The only option was to get them out of the house as fast as possible, take them to the beach and let them loose. But, my very own inner 3 year-old wailed, I don’t want to do that!. I wanted to have my regular Monday morning – hang with the kids, yoga, rollerblade, shower, breakfast and then head to work. And the beach plan would only serve to steal my morning.

You see, when I looked at the beach option, I couldn’t see anything that I wanted for myself. Of course, any time with my family is a blessing, but my mornings are so important to me, I need a little me time in my physical body before I come to work and enter pure brain mode.

While some people are truly selfless, or so I’ve heard, the majority of us make decisions based on what return or benefit we’ll be getting from the choice. A former colleague of mine called it Station WIFM, or What’s in It For Me, and everyone’s tuned in. It’s nothing to be ashamed of, we have needs, wants, desires. And we’d like them filled please.

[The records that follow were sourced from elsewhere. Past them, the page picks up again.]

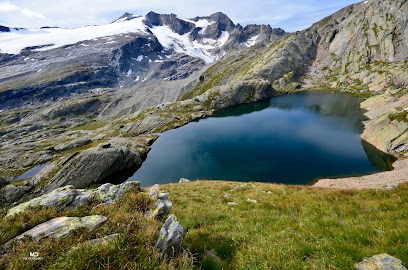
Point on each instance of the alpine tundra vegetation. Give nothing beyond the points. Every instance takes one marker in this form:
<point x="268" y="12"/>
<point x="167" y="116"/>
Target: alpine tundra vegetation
<point x="81" y="108"/>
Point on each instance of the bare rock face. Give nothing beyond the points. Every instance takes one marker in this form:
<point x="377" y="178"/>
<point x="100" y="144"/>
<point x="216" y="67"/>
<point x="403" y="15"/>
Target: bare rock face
<point x="74" y="144"/>
<point x="3" y="182"/>
<point x="380" y="262"/>
<point x="170" y="237"/>
<point x="163" y="205"/>
<point x="68" y="196"/>
<point x="94" y="166"/>
<point x="61" y="226"/>
<point x="12" y="193"/>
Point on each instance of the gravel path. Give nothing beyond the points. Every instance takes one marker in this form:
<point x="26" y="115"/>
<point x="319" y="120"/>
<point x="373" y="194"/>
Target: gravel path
<point x="382" y="180"/>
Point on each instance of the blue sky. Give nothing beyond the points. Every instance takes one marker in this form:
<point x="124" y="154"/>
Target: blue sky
<point x="291" y="15"/>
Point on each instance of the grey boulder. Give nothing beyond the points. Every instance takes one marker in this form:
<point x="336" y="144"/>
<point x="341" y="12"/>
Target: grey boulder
<point x="380" y="262"/>
<point x="162" y="206"/>
<point x="170" y="237"/>
<point x="12" y="193"/>
<point x="68" y="196"/>
<point x="61" y="226"/>
<point x="184" y="180"/>
<point x="3" y="182"/>
<point x="93" y="166"/>
<point x="74" y="144"/>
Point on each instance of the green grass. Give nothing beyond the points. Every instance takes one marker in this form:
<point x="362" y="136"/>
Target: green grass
<point x="290" y="227"/>
<point x="400" y="117"/>
<point x="133" y="249"/>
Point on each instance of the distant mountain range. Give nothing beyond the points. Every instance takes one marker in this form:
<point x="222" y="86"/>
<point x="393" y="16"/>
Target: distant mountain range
<point x="44" y="64"/>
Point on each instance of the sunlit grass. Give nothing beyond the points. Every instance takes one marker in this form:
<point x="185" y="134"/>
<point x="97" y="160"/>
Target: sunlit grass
<point x="290" y="227"/>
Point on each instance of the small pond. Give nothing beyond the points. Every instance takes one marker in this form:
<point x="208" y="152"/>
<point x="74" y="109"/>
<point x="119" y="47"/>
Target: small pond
<point x="291" y="139"/>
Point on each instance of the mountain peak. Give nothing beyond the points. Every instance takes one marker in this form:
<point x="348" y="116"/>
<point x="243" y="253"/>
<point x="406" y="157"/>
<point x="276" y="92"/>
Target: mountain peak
<point x="4" y="28"/>
<point x="126" y="17"/>
<point x="177" y="25"/>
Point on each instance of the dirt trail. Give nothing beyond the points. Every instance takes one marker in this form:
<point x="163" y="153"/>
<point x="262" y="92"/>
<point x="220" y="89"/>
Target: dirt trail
<point x="382" y="180"/>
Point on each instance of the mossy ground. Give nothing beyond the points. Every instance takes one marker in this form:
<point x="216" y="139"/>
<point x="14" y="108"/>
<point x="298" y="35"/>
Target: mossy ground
<point x="133" y="249"/>
<point x="290" y="227"/>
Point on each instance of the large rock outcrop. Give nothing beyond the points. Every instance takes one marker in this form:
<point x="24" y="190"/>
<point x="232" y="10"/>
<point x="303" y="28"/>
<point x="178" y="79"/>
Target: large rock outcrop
<point x="95" y="166"/>
<point x="61" y="226"/>
<point x="170" y="237"/>
<point x="68" y="196"/>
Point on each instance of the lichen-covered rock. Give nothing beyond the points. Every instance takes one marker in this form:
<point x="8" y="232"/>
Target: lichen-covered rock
<point x="184" y="180"/>
<point x="163" y="205"/>
<point x="380" y="262"/>
<point x="3" y="182"/>
<point x="94" y="165"/>
<point x="385" y="134"/>
<point x="61" y="226"/>
<point x="68" y="196"/>
<point x="74" y="144"/>
<point x="170" y="237"/>
<point x="12" y="193"/>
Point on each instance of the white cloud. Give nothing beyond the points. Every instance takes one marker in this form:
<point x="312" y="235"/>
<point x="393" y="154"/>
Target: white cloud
<point x="290" y="15"/>
<point x="12" y="15"/>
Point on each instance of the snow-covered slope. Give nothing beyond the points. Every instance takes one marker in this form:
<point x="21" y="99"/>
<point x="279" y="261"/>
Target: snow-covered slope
<point x="202" y="37"/>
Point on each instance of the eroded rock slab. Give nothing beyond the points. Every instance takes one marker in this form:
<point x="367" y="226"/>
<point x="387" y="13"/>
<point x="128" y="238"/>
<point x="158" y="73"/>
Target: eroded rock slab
<point x="61" y="226"/>
<point x="71" y="197"/>
<point x="94" y="165"/>
<point x="162" y="206"/>
<point x="170" y="237"/>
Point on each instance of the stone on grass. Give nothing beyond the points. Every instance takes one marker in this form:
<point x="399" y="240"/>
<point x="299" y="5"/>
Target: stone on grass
<point x="184" y="180"/>
<point x="162" y="206"/>
<point x="232" y="203"/>
<point x="380" y="262"/>
<point x="170" y="237"/>
<point x="68" y="196"/>
<point x="61" y="226"/>
<point x="252" y="200"/>
<point x="103" y="240"/>
<point x="3" y="182"/>
<point x="12" y="193"/>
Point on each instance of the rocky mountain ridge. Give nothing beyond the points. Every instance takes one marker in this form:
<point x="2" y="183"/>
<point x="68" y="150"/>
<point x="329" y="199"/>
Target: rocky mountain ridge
<point x="324" y="56"/>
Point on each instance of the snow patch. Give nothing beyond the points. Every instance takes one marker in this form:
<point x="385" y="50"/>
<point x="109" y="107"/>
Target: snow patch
<point x="16" y="40"/>
<point x="139" y="58"/>
<point x="183" y="44"/>
<point x="252" y="41"/>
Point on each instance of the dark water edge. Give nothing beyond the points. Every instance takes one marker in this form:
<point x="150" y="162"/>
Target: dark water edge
<point x="292" y="139"/>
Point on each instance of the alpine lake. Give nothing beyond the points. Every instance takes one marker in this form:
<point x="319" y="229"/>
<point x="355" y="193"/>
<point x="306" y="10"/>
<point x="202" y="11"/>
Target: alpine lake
<point x="291" y="139"/>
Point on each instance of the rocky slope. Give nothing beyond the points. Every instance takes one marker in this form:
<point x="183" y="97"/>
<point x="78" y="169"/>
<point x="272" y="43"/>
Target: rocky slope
<point x="53" y="80"/>
<point x="360" y="49"/>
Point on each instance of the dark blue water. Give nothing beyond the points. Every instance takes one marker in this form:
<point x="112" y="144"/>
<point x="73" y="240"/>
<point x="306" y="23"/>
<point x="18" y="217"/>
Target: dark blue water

This is a really important concept for writers to understand. Because every time you deliver something to your audience, you have to know they’re going to be looking for something for themselves, or simply looking for themselves, in your words. Doesn’t matter what you’re writing – tech manuals, novels, marketing materials, poetry, blogs.

I remember, in high school, when I fell in love with literature. It was because I had really great teachers that analyzed books with us in a way that made them come alive, uniquely, for every one in the room. The idea that the words one person wrote would touch so many different people in so many different ways…is there anything more luscious? more equitable? more eternal? There is literally no end to the ways people can be affected by your words; there are as many possibilities as there are minds.

You know I think you should write for yourself, first and foremost, or something mighty will be lost. When you do that, people are likely to react to your genuineness by connecting themselves to your work in their own way. Or they won’t. The rule of WIFM clearly tells us that we have no control over others, that everything they like or dislike is subjective, ruled – if you will – by hunger. Really, no control. As for ourselves, we do have control. Find out what’s in it for you, and, as you write, make sure you take it.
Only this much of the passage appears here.